Axios reports that its first route, starting in 2025, will link a Manhattan heliport to Newark Liberty International Airport, in partnership with United Airlines — also an Archer investor.
The Wall Street Journal pointed out that Stellantis has also invested in a car-sharing rental firm, similar to Zipcar, and, like other car companies, is trying to diversify its business model, particularly in urban areas where many people don’t own a car.
Stellantis is cutting back in other areas, as it tries to restructure its business to invest in costly new technologies, such as electric vehicles, reports The Journal.
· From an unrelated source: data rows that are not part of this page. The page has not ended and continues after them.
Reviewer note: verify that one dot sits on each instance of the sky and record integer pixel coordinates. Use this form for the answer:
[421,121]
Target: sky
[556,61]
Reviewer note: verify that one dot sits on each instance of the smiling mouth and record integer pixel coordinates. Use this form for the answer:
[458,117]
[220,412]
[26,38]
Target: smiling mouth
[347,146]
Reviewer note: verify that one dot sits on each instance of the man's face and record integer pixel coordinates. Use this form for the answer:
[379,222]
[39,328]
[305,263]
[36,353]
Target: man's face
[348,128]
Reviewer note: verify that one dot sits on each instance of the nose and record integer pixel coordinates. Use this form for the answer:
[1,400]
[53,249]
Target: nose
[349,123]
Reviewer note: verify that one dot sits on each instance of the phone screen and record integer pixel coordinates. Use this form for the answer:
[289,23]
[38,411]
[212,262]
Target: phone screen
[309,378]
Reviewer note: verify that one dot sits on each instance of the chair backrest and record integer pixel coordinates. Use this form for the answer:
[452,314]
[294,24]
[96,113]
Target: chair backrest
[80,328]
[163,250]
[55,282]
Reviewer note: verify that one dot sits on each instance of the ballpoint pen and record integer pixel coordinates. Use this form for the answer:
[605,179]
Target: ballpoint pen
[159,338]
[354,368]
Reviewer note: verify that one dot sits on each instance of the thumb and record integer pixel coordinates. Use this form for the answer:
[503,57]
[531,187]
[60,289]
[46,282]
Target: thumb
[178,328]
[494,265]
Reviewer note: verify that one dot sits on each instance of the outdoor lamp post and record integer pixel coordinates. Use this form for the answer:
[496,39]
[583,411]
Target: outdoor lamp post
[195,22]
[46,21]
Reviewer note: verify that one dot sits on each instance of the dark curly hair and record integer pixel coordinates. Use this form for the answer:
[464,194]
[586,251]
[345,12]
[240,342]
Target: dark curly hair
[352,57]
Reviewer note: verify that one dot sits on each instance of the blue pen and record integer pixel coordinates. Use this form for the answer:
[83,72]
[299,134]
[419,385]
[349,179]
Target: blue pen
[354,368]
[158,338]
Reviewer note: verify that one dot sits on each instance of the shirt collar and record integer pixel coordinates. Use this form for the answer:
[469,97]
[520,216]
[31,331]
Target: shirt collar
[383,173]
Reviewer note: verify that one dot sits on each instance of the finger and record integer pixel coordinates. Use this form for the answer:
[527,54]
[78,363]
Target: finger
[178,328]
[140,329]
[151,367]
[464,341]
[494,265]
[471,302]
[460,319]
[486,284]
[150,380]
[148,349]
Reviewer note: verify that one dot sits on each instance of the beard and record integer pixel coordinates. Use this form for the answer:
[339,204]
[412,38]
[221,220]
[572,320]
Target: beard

In addition to Stellantis, several other carmakers have partnered with air-taxi startups, writes Axios, including:
- Toyota, a major investor in Archer rival Joby Aviation
- Porsche, which partnered with Embraer’s Eve Air Mobility to begin mass production of its four-passenger eVTOL aircraft
- Hyundai, which created its own eVTOL spinoff name Supernal
- Honda, developer of its own business jet, also plans to produce an air taxi
- Mercedes-Benz parent Daimler, which has partnered with Germany’s Volocopter
While air-taxi companies are developing and testing their airborne vehicles, the Federal Aviation Administration has been working on pilot requirements and looking into how to integrate planned vehicles into the airspace.